Friday, March 16, 2012

Book Trailers - Good Idea or Bad?

Book trailers - good idea or bad?

I think book trailers are probably a bad idea. At best, they're probably an ineffective marketing tool.

Your ultimate goal in marketing your book is to get people to read your sample. If they like it, hopefully they'll buy the whole book. So all your marketing efforts are basically intended to make potential readers aware of your book and entice them to read the sample. Once they find your book's page on Amazon (or wherever), the main tools to drive them to read your sample are your cover and your blurb. You need a decent cover and a decent blurb. If you don't have those two things, the potential reader probably won't download your sample and you've lost the sale.

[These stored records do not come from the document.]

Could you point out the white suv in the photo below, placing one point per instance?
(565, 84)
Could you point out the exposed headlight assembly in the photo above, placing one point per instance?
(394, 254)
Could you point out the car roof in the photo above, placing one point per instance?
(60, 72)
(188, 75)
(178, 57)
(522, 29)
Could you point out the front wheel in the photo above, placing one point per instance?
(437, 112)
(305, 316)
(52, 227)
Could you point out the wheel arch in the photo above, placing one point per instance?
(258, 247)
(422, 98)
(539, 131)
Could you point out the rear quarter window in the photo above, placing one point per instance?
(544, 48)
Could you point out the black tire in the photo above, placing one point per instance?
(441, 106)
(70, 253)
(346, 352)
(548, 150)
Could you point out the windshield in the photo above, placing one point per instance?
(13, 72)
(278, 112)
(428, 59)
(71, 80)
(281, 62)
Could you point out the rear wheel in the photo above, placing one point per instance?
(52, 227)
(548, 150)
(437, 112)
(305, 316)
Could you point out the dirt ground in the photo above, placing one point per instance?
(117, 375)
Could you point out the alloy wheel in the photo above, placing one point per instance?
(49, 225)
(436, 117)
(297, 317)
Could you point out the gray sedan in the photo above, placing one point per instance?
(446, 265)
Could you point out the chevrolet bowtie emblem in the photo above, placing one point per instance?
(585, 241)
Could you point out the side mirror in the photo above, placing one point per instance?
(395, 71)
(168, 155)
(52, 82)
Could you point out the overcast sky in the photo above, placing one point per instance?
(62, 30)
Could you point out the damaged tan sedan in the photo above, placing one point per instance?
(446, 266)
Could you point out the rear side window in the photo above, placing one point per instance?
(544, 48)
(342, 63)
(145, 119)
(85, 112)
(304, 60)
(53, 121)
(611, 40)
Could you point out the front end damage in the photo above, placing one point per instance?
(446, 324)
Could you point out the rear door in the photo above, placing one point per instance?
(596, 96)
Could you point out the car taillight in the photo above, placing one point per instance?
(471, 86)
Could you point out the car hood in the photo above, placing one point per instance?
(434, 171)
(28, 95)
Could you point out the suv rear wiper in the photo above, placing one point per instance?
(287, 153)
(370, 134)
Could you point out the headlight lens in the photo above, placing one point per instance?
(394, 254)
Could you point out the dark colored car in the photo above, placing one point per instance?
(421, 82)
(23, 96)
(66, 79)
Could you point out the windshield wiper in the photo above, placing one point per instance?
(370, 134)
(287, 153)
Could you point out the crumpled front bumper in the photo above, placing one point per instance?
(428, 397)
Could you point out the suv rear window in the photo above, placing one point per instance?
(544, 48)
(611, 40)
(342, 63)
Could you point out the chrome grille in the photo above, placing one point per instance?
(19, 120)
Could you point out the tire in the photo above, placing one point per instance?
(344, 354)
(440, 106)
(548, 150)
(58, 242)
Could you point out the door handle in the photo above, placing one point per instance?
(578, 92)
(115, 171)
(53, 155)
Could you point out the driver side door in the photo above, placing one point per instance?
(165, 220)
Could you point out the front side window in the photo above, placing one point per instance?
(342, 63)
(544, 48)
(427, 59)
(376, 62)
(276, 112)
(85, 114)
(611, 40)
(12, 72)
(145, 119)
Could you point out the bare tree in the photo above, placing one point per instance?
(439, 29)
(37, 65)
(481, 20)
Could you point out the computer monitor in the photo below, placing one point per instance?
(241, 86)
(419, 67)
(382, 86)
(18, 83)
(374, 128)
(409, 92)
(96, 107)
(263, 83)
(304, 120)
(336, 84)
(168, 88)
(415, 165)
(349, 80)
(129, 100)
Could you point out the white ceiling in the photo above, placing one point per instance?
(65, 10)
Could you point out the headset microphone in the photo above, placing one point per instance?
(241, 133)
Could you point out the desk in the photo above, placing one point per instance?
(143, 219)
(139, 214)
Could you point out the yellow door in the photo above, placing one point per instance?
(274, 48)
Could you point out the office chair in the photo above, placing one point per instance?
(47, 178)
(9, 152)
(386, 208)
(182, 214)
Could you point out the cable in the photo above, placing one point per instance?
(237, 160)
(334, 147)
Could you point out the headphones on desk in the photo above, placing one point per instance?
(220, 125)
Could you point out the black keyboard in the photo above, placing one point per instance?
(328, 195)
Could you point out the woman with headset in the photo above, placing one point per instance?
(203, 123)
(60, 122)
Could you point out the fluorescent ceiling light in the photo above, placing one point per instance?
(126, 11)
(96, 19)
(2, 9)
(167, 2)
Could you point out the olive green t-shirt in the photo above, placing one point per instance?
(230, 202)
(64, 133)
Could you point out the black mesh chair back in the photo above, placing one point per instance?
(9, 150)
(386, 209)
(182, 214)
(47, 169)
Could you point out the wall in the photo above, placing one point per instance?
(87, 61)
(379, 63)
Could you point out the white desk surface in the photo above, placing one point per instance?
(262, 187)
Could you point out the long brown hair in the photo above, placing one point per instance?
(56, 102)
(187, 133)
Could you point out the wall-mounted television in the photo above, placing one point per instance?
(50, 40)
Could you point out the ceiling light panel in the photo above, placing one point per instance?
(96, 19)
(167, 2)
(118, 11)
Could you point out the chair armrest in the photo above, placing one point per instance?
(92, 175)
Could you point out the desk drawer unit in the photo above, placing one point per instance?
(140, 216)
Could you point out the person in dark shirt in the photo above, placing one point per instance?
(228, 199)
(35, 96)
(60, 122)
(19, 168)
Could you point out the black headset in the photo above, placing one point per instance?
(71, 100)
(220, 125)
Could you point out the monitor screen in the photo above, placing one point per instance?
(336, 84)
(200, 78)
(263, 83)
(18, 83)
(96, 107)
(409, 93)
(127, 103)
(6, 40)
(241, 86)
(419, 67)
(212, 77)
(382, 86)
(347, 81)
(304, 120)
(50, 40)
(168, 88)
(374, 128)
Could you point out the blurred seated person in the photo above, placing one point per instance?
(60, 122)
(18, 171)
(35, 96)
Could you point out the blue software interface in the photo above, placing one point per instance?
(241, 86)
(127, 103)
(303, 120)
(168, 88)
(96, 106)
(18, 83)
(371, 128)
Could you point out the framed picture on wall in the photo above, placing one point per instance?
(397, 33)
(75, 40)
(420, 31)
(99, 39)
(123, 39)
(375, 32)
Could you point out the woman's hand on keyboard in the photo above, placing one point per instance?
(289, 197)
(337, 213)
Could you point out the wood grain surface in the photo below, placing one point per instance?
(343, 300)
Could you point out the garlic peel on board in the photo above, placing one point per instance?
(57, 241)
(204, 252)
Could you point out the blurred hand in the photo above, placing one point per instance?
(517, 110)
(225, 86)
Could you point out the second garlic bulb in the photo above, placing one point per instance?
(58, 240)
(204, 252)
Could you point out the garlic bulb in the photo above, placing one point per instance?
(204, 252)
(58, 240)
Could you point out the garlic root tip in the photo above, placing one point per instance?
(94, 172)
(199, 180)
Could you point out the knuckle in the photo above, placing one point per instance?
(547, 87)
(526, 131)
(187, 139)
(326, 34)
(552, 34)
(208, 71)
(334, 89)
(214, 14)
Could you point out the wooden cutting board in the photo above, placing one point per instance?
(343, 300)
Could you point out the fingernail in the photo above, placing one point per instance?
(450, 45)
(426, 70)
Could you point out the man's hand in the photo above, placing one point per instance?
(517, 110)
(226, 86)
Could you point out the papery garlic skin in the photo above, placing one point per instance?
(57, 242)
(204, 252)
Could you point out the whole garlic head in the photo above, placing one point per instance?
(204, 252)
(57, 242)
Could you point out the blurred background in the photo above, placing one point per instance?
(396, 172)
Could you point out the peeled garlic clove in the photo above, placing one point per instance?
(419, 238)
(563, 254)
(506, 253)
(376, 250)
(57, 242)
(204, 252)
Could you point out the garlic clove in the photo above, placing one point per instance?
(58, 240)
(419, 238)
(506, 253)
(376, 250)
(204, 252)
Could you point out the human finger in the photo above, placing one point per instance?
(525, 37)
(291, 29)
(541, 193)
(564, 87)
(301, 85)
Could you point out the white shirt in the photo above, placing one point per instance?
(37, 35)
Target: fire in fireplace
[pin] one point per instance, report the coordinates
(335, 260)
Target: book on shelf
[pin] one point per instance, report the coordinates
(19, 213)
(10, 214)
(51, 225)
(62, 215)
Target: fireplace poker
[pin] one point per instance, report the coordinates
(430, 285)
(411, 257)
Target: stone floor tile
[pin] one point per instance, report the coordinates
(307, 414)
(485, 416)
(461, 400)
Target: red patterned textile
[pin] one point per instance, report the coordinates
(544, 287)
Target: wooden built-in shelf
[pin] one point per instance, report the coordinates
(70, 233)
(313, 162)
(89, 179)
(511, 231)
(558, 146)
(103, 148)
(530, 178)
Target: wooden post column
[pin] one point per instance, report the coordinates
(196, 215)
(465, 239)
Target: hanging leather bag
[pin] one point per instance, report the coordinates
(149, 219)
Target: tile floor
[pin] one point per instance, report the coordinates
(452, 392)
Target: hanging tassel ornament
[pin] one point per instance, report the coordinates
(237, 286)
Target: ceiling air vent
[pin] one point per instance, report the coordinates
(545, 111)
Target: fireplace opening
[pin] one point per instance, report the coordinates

I think book trailers are similar to the blurb and the cover. That is, a book trailer is a third way to jeopardize a sale. If they don't like your blurb, the odds of sampling decrease, and if they don't like the cover, the odds further decrease. Do you really want to add a third method to decrease the odds of sampling? If you're doing everything yourself and you're unable to make a decent cover or a decent blurb, odds are your book trailer won't be decent either. Or you may have a decent cover and blurb, and then your sucky trailer blows the whole thing. Then again, having a decent trailer alongside a bad cover and blurb may save the sale. But why take chances by adding a trailer to your marketing arsenal?

Readers want to read. Trailers are another medium entirely. Why mingle the two?

Let's say you do make a trailer. Isn't it hard enough marketing your book? If you're successfully able to make a potential reader find your book, you've already won the battle. Why waste time trying to make them aware of your trailer? Why not bypass the trailer and send them directly to the book?

I'm thinking along these lines: if you're talking to a potential reader, whether in a forum, on twitter, facebook or wherever, you've already got their attention. Why send them to a book trailer? Send them directly to your blurb or your sample. As a reader, I want to read, I don't want to watch a video. You may make a good trailer, but that doesn't mean your writing doesn't suck. In my quest for something to read, I'm looking for a good writer and a good book, not a good filmmaker. You're trying to sell the written word, not the visual picture.

Suppose you're a great writer but a terrible filmmaker, and you send me to your book trailer, which sucks donkey balls. You've turned me off and I probably won't sample your book.

If you're thinking of using a trailer on youtube or some other video-oriented site, then you've got the same problem you've got in trying to market your actual book: you've got to market your trailer. Because you can't just throw something up on youtube and expect it to go viral. Your video won't get many hits at all unless you make some sort of marketing effort. You then have a choice: do you want to spend time marketing your video, or would you rather spend time marketing your actual book?

Having a good trailer would be an asset, I suppose. But it's risky as to whether you'll actually make a good trailer. I think your time is best spent on making your cover and your blurb the best they can possibly be, because those are your two main tools. Adding a third is a big, unnecessary gamble.